Extract Data Using Custom SQL Queries
Starlake query extraction exports data from a JDBC database using custom SQL statements instead of extracting entire tables. You define a sql field on each table entry to apply filters, joins, aggregations, or column selections. Both extract-data and extract-schema use the same YAML configuration file. This feature is available for JDBC connections only.
Query-based extraction does not work with non-JDBC connections (filesystem, etc.). It also does not infer primary keys or foreign keys. All attributes from query results are treated as not required.
Query Extraction YAML Configuration
Add a sql field to any table entry in the extraction YAML. The name field serves as the logical name for the output file.
version: 1
extract:
connectionRef: "duckdb" # The database connection to use
jdbcSchemas:
- schema: "starbake"
tables:
- name: "order" # table names or "*" to extract all tables
sql: "select * from starbake.order"
...
You can mix table-based and query-based entries in the same configuration. Entries without a sql field extract the entire table. Entries with a sql field execute the provided query.
Full Example: JOIN and Aggregation in an Extraction Query
The following example extracts a subset of orders joined with order lines, computing a total amount per order. It also extracts a filtered product catalog.
version: 1
extract:
connectionRef: "duckdb"
jdbcSchemas:
- schema: "starbake"
tables:
- name: "recent_orders"
sql: |
SELECT
o.order_id,
o.customer_id,
o.status,
o.timestamp,
SUM(ol.quantity * ol.sale_price) AS total_amount
FROM starbake.order o
JOIN starbake.order_line ol ON o.order_id = ol.order_id
WHERE o.timestamp >= '2024-01-01'
GROUP BY o.order_id, o.customer_id, o.status, o.timestamp
- name: "product_catalog"
sql: "SELECT product_id, name, category, price FROM starbake.product WHERE price > 0"
Key points:
namedefines the output file name (e.g.,recent_orders.csv).sqlaccepts any valid SQL for the target database: JOINs, WHERE clauses, GROUP BY, aggregations.- The
schemafield identifies the source schema for metadata purposes.

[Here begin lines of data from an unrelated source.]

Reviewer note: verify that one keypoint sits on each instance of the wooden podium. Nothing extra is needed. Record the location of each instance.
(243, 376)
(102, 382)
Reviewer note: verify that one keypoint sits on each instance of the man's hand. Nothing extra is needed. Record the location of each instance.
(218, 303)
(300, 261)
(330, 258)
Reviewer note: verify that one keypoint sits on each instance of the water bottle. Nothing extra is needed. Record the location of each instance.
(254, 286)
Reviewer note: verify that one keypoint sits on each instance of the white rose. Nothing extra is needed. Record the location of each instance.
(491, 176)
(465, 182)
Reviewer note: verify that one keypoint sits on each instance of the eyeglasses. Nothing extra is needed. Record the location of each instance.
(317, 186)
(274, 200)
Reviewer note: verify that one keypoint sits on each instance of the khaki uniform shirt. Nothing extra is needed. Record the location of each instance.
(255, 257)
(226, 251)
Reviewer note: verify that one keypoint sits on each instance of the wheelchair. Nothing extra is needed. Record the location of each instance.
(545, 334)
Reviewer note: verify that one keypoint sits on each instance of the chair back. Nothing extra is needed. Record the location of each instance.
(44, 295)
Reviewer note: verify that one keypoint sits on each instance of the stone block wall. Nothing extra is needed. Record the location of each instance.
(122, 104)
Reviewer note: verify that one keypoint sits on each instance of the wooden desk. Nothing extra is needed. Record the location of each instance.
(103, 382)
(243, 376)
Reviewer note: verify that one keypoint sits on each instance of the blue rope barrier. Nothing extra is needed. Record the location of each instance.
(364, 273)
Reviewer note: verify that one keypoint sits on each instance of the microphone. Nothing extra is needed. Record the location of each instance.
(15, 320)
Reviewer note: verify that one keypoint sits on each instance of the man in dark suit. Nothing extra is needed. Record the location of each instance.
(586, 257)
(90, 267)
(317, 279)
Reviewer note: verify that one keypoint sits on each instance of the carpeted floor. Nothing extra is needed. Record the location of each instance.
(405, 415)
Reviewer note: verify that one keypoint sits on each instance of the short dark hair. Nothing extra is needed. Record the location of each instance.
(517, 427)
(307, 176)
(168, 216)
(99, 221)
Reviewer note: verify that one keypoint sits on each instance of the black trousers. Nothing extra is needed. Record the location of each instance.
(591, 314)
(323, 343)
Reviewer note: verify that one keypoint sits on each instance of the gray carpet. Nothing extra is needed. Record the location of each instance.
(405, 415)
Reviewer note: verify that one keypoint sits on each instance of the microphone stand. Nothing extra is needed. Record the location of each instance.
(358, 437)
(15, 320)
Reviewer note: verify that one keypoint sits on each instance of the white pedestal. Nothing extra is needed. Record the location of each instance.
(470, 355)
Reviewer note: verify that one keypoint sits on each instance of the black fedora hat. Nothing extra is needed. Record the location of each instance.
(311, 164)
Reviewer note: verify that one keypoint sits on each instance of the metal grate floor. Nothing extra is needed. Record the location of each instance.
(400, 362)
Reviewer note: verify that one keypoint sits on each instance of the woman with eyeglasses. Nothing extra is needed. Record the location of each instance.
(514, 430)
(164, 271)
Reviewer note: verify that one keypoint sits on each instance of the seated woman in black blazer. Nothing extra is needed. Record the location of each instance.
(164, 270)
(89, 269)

Run extract-data and extract-schema Commands
Extract the data:
$ cd $SL_ROOT
$ starlake extract-data --config custom_query_extract --outputDir $SL_ROOT/incoming/
Optionally, generate a schema description file for warehouse loading:
$ starlake extract-schema --config custom_query_extract
Schema extraction attempts to retrieve table remarks (descriptions) based on the table name when they exist. Both commands use the same configuration file.
Frequently Asked Questions
What is the difference between table extraction and query extraction in Starlake?
Table extraction extracts all columns and rows from a table. Query extraction uses the sql field to execute a custom SQL query: filters, joins, aggregations, and column selection.
Does query extraction infer primary keys and foreign keys?
No. Query extraction does not infer primary keys or foreign keys. All attributes are considered not required.
Which connection types support query-based extraction?
Query-based extraction is available only on JDBC connections.
How do you specify the SQL query in the YAML configuration?
In the tables section, add a sql field with the full SQL query. The name field serves as the logical name for the output file.
Can you mix table extraction and query extraction in the same config file?
Yes. Each entry in tables can have or omit a sql field. Entries without sql extract the entire table.
Can you extract the schema at the same time as data?
Yes. Schema extraction (extract-schema) tries to retrieve remarks based on the table name if they exist. Both commands (extract-data and extract-schema) use the same configuration file.